El gobierno de la provincia de Buenos Aires ha oficializado un nuevo aumento en las tarifas de energía eléctrica que impactará en las facturas de los usuarios residenciales y comerciales en las próximas semanas. La actualización fue dispuesta por el Ministerio de Infraestructura y Servicios Públicos y se concentra en el Valor Agregado de Distribución (VAD), uno de los componentes centrales del cuadro tarifario que remunera la actividad de las distribuidoras de luz. La medida alcanza a las principales empresas del territorio bonaerense y también a las cooperativas eléctricas del interior, por lo que el incremento tendrá alcance prácticamente provincial.
Según la información oficial, el ajuste autorizado implica una actualización tarifaria promedio del 2,5% sobre la factura final de los usuarios residenciales. Ese porcentaje se traduce en diferencias concretas en lo que pagan los hogares, dependiendo de su nivel de ingresos y de la categoría de subsidios energéticos a la que pertenecen. En el esquema vigente, los usuarios se dividen en N1 (ingresos altos, sin subsidio), N2 (ingresos bajos) y N3 (ingresos medios), y el impacto del aumento se calcula sobre esos perfiles de consumo y de ayuda estatal. Desde la cartera que conduce Gabriel Katopodis detallaron que este ajuste busca recomponer los costos de distribución sin provocar un salto brusco en las boletas.
En la práctica, los nuevos valores ya permiten estimar cómo quedarán las facturas. Para un usuario N1, de altos ingresos, con un consumo mensual de 150 kWh, la provincia proyecta que la boleta se ubicará ahora en un rango de entre 24.000 y 27.500 pesos mensuales. En el caso de un usuario N2, de bajos ingresos, con el mismo consumo, la factura mensual quedará entre 13.000 y 17.500 pesos. Estas referencias muestran que, aun con el incremento autorizado, la brecha entre hogares con y sin subsidios sigue siendo significativa, ya que el Estado continúa cubriendo una parte del costo de la energía para los sectores más vulnerables. El impacto también se traslada a las ciudades abastecidas por cooperativas eléctricas, que aplican el mismo cuadro tarifario provincial.
El ajuste sobre el VAD se suma a un contexto en el que las tarifas de luz vienen registrando aumentos escalonados tanto en la provincia de Buenos Aires como en el AMBA, con incrementos que responden a la recomposición de distintos componentes de la factura: generación, transporte y distribución. En los últimos meses, los usuarios residenciales bonaerenses de mayores ingresos llegaron a enfrentar subas de tres dígitos en períodos de fuerte revisión tarifaria, mientras que las categorías con subsidios tuvieron incrementos más moderados pero frecuentes.
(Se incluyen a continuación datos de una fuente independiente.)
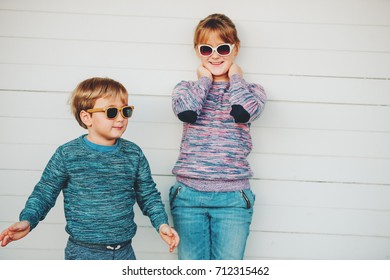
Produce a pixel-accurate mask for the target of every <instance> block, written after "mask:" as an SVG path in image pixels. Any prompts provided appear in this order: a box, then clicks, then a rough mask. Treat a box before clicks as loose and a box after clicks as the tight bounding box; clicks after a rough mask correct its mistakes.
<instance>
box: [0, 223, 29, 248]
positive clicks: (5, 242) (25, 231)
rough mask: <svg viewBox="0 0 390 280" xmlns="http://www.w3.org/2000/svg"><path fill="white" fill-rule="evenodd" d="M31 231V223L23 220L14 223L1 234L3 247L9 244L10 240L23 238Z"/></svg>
mask: <svg viewBox="0 0 390 280" xmlns="http://www.w3.org/2000/svg"><path fill="white" fill-rule="evenodd" d="M29 232H30V223H29V222H28V221H21V222H17V223H14V224H13V225H12V226H10V227H9V228H7V229H5V230H3V232H2V233H1V234H0V242H1V247H4V246H7V245H8V244H9V243H10V242H12V241H16V240H19V239H22V238H23V237H25V236H26V235H27V234H28V233H29Z"/></svg>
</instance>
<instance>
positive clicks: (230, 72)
mask: <svg viewBox="0 0 390 280" xmlns="http://www.w3.org/2000/svg"><path fill="white" fill-rule="evenodd" d="M234 74H237V75H239V76H240V77H242V76H243V74H244V73H243V72H242V69H241V67H240V66H238V65H237V64H235V63H233V64H232V65H231V66H230V69H229V73H228V75H229V78H231V77H232V76H233V75H234Z"/></svg>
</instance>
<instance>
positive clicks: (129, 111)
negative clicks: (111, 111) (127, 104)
mask: <svg viewBox="0 0 390 280" xmlns="http://www.w3.org/2000/svg"><path fill="white" fill-rule="evenodd" d="M122 113H123V116H124V117H125V118H130V117H131V115H133V109H132V108H131V107H130V106H126V107H123V109H122Z"/></svg>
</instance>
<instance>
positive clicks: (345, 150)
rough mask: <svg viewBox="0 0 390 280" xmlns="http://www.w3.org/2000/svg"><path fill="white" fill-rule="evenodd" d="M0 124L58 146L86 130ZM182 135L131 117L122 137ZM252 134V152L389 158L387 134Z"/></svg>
mask: <svg viewBox="0 0 390 280" xmlns="http://www.w3.org/2000/svg"><path fill="white" fill-rule="evenodd" d="M0 127H1V128H2V131H3V137H2V138H1V139H0V143H1V144H34V145H42V144H51V145H58V146H59V145H62V144H63V143H65V142H67V141H68V140H71V139H74V138H76V137H79V136H80V135H82V134H85V133H87V131H86V130H84V129H82V128H81V127H79V126H78V124H77V123H76V121H75V120H71V119H52V118H50V119H27V118H0ZM181 134H182V125H181V124H178V123H152V122H136V121H133V120H131V121H130V122H129V125H128V128H127V131H126V133H125V134H124V135H123V137H124V138H125V139H129V140H131V141H133V142H135V143H137V144H138V145H140V146H141V147H142V148H148V149H172V150H178V149H179V147H180V141H181ZM26 135H28V137H27V138H26V137H25V136H26ZM251 135H252V142H253V150H252V152H253V153H267V154H270V153H271V154H287V155H313V156H335V157H340V156H342V157H368V158H388V159H389V158H390V148H388V145H387V144H388V143H390V133H373V132H360V131H342V130H312V129H309V130H308V129H286V128H269V127H256V126H254V127H253V128H252V130H251ZM156 137H158V141H156Z"/></svg>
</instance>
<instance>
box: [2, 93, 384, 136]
mask: <svg viewBox="0 0 390 280" xmlns="http://www.w3.org/2000/svg"><path fill="white" fill-rule="evenodd" d="M1 98H2V100H3V101H4V102H6V103H8V104H12V106H5V107H4V108H3V110H2V112H1V113H0V116H3V117H18V118H21V117H27V118H56V119H57V118H66V119H70V118H72V116H71V114H70V112H69V110H70V109H69V107H68V105H66V100H67V98H68V95H65V94H60V95H55V94H51V95H50V94H48V93H31V94H30V92H29V93H20V92H18V93H12V92H3V93H1ZM46 98H48V99H47V100H50V103H51V104H54V106H47V105H46V104H48V101H47V100H46ZM39 99H40V100H41V101H40V100H39ZM171 102H172V101H171V98H170V97H169V96H141V95H137V96H133V98H131V100H130V102H129V103H131V104H133V105H135V107H136V112H135V113H134V115H133V117H132V119H131V120H130V122H132V121H134V122H137V121H139V122H153V123H162V122H164V123H165V122H167V123H176V124H177V125H180V122H179V120H178V119H177V118H176V117H175V116H174V114H173V112H172V105H171ZM31 104H35V106H31ZM16 108H17V109H16ZM389 108H390V107H389V106H365V105H346V104H322V103H301V102H287V101H268V102H267V104H266V107H265V110H264V112H263V114H262V116H261V117H260V119H259V120H257V121H256V122H254V123H253V126H254V127H268V128H298V129H315V130H318V129H319V130H349V131H360V132H362V131H370V132H389V131H390V121H387V120H390V109H389Z"/></svg>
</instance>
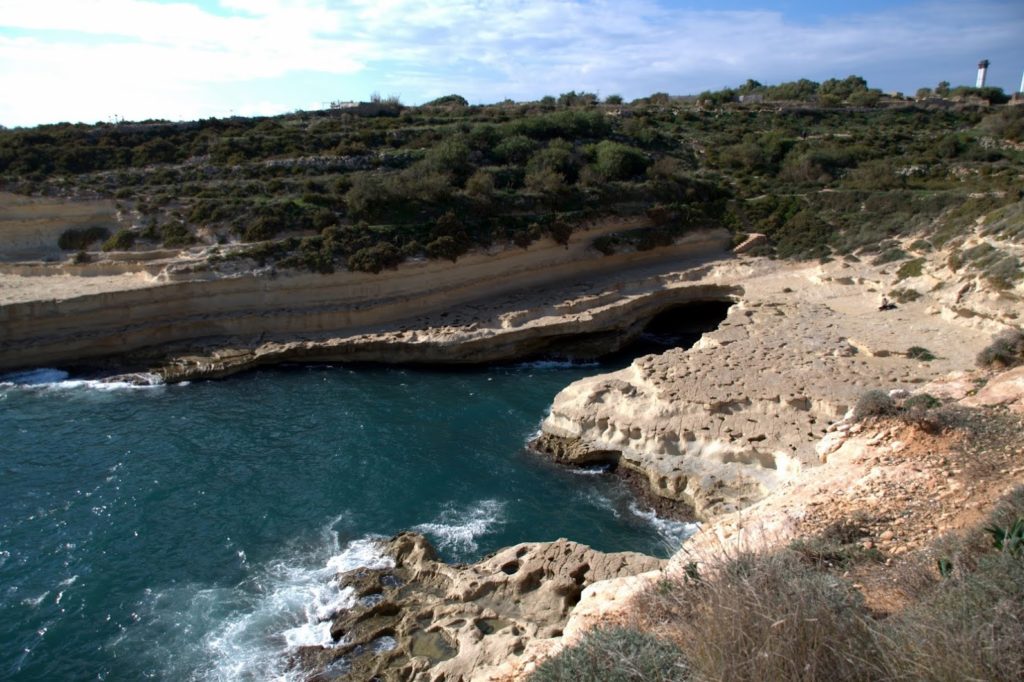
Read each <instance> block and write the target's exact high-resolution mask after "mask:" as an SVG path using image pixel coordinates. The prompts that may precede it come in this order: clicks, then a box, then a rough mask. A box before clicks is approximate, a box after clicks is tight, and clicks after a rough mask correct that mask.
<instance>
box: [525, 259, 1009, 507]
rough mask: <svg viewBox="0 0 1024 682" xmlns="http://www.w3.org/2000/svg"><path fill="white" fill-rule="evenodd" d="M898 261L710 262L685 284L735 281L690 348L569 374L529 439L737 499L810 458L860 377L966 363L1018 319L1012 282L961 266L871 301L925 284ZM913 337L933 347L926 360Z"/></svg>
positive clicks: (802, 469) (800, 467) (889, 375)
mask: <svg viewBox="0 0 1024 682" xmlns="http://www.w3.org/2000/svg"><path fill="white" fill-rule="evenodd" d="M943 267H944V266H943ZM895 269H896V268H895V267H889V268H887V267H885V266H882V267H879V266H872V265H866V264H863V263H850V262H830V263H827V264H824V265H819V264H813V265H809V264H781V263H777V262H771V261H764V260H750V261H738V262H729V263H720V264H717V265H715V266H714V267H712V268H710V269H709V270H708V271H707V272H705V273H703V274H702V276H701V278H700V279H699V280H698V281H696V282H694V284H698V283H699V284H706V285H714V284H720V283H724V282H735V283H742V290H743V293H742V294H741V295H740V296H739V297H738V298H739V302H738V303H737V304H736V305H735V306H733V307H732V308H731V310H730V311H729V315H728V317H727V319H726V321H725V322H724V323H723V324H722V325H721V326H720V327H719V329H718V330H716V331H715V332H712V333H710V334H707V335H705V337H703V338H702V339H701V341H700V342H699V343H698V344H697V346H695V347H694V348H692V349H690V350H687V351H683V350H678V349H677V350H671V351H668V352H666V353H664V354H662V355H657V356H653V355H651V356H646V357H642V358H639V359H637V360H636V361H635V363H634V364H633V366H632V367H630V368H628V369H626V370H623V371H621V372H617V373H614V374H610V375H603V376H598V377H592V378H589V379H584V380H581V381H579V382H577V383H574V384H572V385H571V386H569V387H567V388H566V389H565V390H563V391H562V392H561V393H560V394H559V395H558V396H557V397H556V398H555V401H554V404H553V407H552V410H551V414H550V415H549V416H548V418H547V419H546V420H545V422H544V425H543V430H544V433H545V435H544V437H542V439H541V440H540V441H539V443H538V445H539V447H540V449H542V450H545V451H547V452H549V453H551V454H552V455H553V456H554V457H555V458H556V459H558V460H559V461H562V462H565V463H568V464H585V463H593V462H595V461H609V462H613V463H615V464H617V465H618V466H621V467H626V468H628V469H631V470H634V471H636V472H639V473H640V474H642V476H643V477H645V478H646V479H647V481H648V483H649V488H650V492H651V493H652V494H653V495H655V496H659V497H663V498H667V499H669V500H672V501H679V502H684V503H687V504H689V505H692V506H693V508H694V509H695V512H696V513H697V515H698V516H701V517H712V516H716V515H719V514H722V513H727V512H730V511H734V510H736V509H739V508H742V507H744V506H746V505H749V504H751V503H752V502H755V501H757V500H758V499H760V498H762V497H764V496H765V495H766V494H767V493H769V492H770V491H772V489H774V488H776V487H778V486H779V485H780V484H782V483H784V482H786V481H790V480H793V479H794V478H795V477H796V476H798V475H799V474H800V473H801V471H803V470H805V469H807V468H808V467H814V466H816V465H817V463H818V457H817V454H816V452H815V442H816V441H817V440H818V439H819V438H821V437H822V436H824V435H825V433H826V432H827V430H828V428H829V425H831V424H834V423H836V422H837V421H838V420H840V419H842V418H843V417H844V415H845V414H846V413H847V411H848V410H849V409H850V408H851V407H852V406H853V403H854V402H855V401H856V399H857V396H858V395H859V394H860V393H862V392H863V391H864V390H866V389H870V388H885V389H887V390H888V389H913V388H914V387H915V386H920V385H921V384H923V383H925V382H928V381H931V380H933V379H935V378H936V377H938V376H942V375H943V374H945V373H948V372H950V371H953V370H957V369H962V368H965V367H970V366H972V365H973V360H974V356H975V354H976V353H977V352H978V350H980V349H981V347H983V346H984V345H985V344H986V343H987V342H988V340H989V339H990V337H991V336H992V334H993V333H995V332H997V331H998V330H1000V329H1002V328H1004V327H1006V326H1007V324H1008V323H1013V322H1014V321H1015V315H1016V314H1017V311H1018V305H1019V299H1018V298H1017V295H1016V294H1014V293H1013V292H1006V291H1004V292H995V293H993V292H991V291H990V290H988V289H986V288H984V287H978V286H977V281H976V280H975V279H974V278H973V276H972V275H970V274H965V275H964V278H963V282H961V283H958V285H957V286H955V287H953V286H950V287H945V288H943V289H940V290H938V291H933V292H931V293H927V294H924V295H922V296H920V297H919V298H918V299H916V300H914V301H909V302H906V303H900V304H898V305H897V307H895V309H889V310H880V309H879V307H880V302H881V299H882V297H883V295H884V294H886V293H888V292H889V291H890V290H892V289H893V288H894V287H895V286H897V284H899V285H905V286H912V285H914V284H919V285H924V286H926V287H931V286H933V285H932V283H931V282H929V280H930V278H931V276H932V275H929V274H922V275H921V276H919V278H916V279H915V280H904V281H902V282H899V283H897V282H896V278H895V276H894V273H893V270H895ZM923 288H924V287H923ZM968 289H972V290H973V291H974V293H973V294H972V293H970V291H968V293H965V291H966V290H968ZM914 347H920V348H925V349H927V350H929V351H930V354H934V355H935V357H934V358H933V359H930V360H926V359H921V358H920V356H918V355H916V353H915V352H914V351H912V350H911V349H912V348H914Z"/></svg>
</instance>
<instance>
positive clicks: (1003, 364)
mask: <svg viewBox="0 0 1024 682" xmlns="http://www.w3.org/2000/svg"><path fill="white" fill-rule="evenodd" d="M1022 361H1024V333H1021V331H1020V330H1016V329H1012V330H1007V331H1006V332H1002V333H1000V334H997V335H996V336H995V337H994V338H993V339H992V342H991V343H989V344H988V345H987V346H985V347H984V348H983V349H982V350H981V352H979V353H978V357H977V363H978V366H979V367H995V368H1010V367H1015V366H1017V365H1020V364H1021V363H1022Z"/></svg>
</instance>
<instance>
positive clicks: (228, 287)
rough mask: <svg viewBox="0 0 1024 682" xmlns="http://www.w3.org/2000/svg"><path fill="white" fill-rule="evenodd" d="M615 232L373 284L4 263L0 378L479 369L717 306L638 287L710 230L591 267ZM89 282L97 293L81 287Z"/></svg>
mask: <svg viewBox="0 0 1024 682" xmlns="http://www.w3.org/2000/svg"><path fill="white" fill-rule="evenodd" d="M623 227H624V224H623V223H622V222H621V221H620V222H612V223H606V224H601V225H595V226H593V227H592V229H590V230H582V231H580V232H577V233H573V236H572V238H571V240H570V242H569V244H568V245H567V246H566V247H562V246H560V245H557V244H555V243H554V242H552V241H550V240H549V241H547V242H542V243H540V244H538V245H535V246H534V247H531V248H530V249H529V250H522V249H518V248H515V247H506V248H501V249H496V250H494V251H492V252H487V253H475V254H471V255H469V256H466V257H464V258H461V259H460V260H459V262H458V263H451V262H446V261H445V262H438V261H419V262H411V263H406V264H403V265H402V266H401V267H399V268H398V269H397V270H394V271H386V272H382V273H380V274H370V273H357V272H338V273H335V274H329V275H323V274H312V273H296V272H274V271H271V270H259V269H256V270H246V269H245V268H244V267H243V269H242V270H241V271H238V272H233V273H232V272H231V271H223V270H218V269H214V268H211V267H209V266H207V265H206V264H203V263H201V262H199V261H198V259H196V258H194V259H188V258H177V259H174V260H173V261H172V262H170V263H167V262H146V263H135V264H134V265H133V264H131V263H127V262H125V261H115V262H102V263H96V264H91V265H86V266H74V265H61V266H45V265H42V264H36V265H12V266H6V272H7V273H6V274H5V275H3V281H2V282H0V284H3V285H4V286H3V287H2V291H3V302H2V303H0V323H2V326H0V371H4V370H13V369H18V368H28V367H39V366H43V365H59V364H67V363H79V364H81V363H83V361H93V363H95V361H101V360H102V358H105V357H115V358H116V361H117V365H119V366H125V365H126V364H127V365H128V366H129V367H131V368H132V369H154V368H155V369H158V370H159V373H160V374H161V375H162V376H163V377H164V378H165V379H166V380H168V381H178V380H182V379H187V378H195V377H214V376H225V375H227V374H230V373H232V372H238V371H241V370H243V369H246V368H249V367H254V366H256V365H265V364H269V363H280V361H285V360H379V361H395V363H398V361H422V363H428V361H429V363H442V361H447V363H473V361H488V360H495V359H506V358H510V357H518V356H522V355H526V354H530V353H534V352H537V351H540V350H543V349H544V348H545V347H547V346H549V345H550V344H551V341H552V340H553V339H557V338H560V337H561V338H564V337H566V336H567V335H578V334H582V333H587V334H593V333H598V332H601V333H611V335H612V336H615V335H617V336H618V337H621V340H628V338H629V336H630V334H634V335H635V334H636V333H639V328H638V329H636V330H634V331H633V332H630V331H629V330H630V328H631V327H634V326H635V325H636V324H637V323H642V322H643V321H644V319H645V318H646V316H649V315H652V314H656V312H658V311H659V310H660V309H663V308H664V307H666V306H669V305H672V304H675V303H678V302H685V301H686V300H692V299H693V298H694V297H696V298H699V297H700V296H701V295H702V296H705V297H712V298H713V299H716V300H718V299H721V298H723V297H725V296H728V293H729V292H730V291H731V289H730V288H728V287H726V288H722V287H705V290H706V292H707V293H706V294H697V293H689V294H686V295H685V296H681V297H680V296H677V295H679V294H680V292H681V291H682V290H681V288H679V287H675V286H672V284H673V283H672V282H669V283H658V282H655V281H653V280H652V279H651V276H652V273H654V274H656V273H659V272H664V271H665V270H667V269H671V266H669V264H670V263H677V264H679V263H687V262H691V263H692V262H701V261H703V260H707V259H709V258H714V257H722V256H723V255H724V254H725V248H726V246H727V243H728V236H727V235H726V232H725V231H724V230H710V231H701V232H694V233H692V235H690V236H689V237H687V238H684V239H682V240H680V241H679V242H678V243H676V244H675V245H673V246H670V247H666V248H663V249H655V250H652V251H643V252H637V251H634V252H632V253H623V254H615V255H613V256H603V255H602V254H600V253H599V252H597V251H596V250H595V249H594V248H593V246H592V242H593V240H594V239H596V238H597V237H599V236H601V235H603V233H606V232H607V231H609V230H614V229H622V228H623ZM116 268H134V269H133V270H132V272H123V273H121V274H117V273H112V269H116ZM93 276H95V278H97V279H99V278H101V279H102V282H101V284H102V285H103V286H105V287H108V289H102V288H100V289H99V290H98V291H95V287H93V290H94V291H88V292H83V291H81V289H83V288H88V287H89V285H92V284H94V281H93V279H92V278H93ZM594 282H596V283H598V284H597V285H593V284H591V283H594ZM582 283H586V284H582ZM555 284H557V287H554V286H553V285H555ZM523 290H525V291H526V293H525V295H524V294H521V293H520V294H513V293H512V292H522V291H523ZM670 290H671V291H670ZM695 291H696V289H694V292H695ZM538 299H541V300H538ZM460 310H461V313H460V312H458V311H460ZM450 311H457V312H454V313H453V314H451V315H450ZM428 313H433V314H432V315H431V314H428ZM641 327H642V325H641ZM611 347H612V349H613V348H614V343H612V344H611ZM132 353H135V356H134V357H132V356H131V354H132Z"/></svg>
En paralelo, el régimen de subsidios se tornó más focalizado: el tope de consumo subsidiado se ajusta según la estación del año, lo que obliga a los hogares a controlar más de cerca cuánta energía utilizan para evitar saltos inesperados en sus boletas.
Con esta nueva resolución, la Provincia busca equilibrar dos objetivos: garantizar la sustentabilidad económica de las distribuidoras y cooperativas eléctricas, y al mismo tiempo contener el impacto social de las subas en un escenario de ingresos reales ajustados. El aumento promedio del 2,5% luce menor comparado con los fuertes incrementos aplicados en 2024, pero se suma a una serie de correcciones previas que encarecieron el costo mensual del servicio de luz. Para los usuarios, el efecto final dependerá no solo de la categoría y del nivel de subsidio, sino también del consumo real de cada hogar: mantenerse dentro de los bloques subsidiados y adoptar hábitos de ahorro de energía se vuelve cada vez más determinante para que la factura no supere el umbral de lo que su economía puede soportar.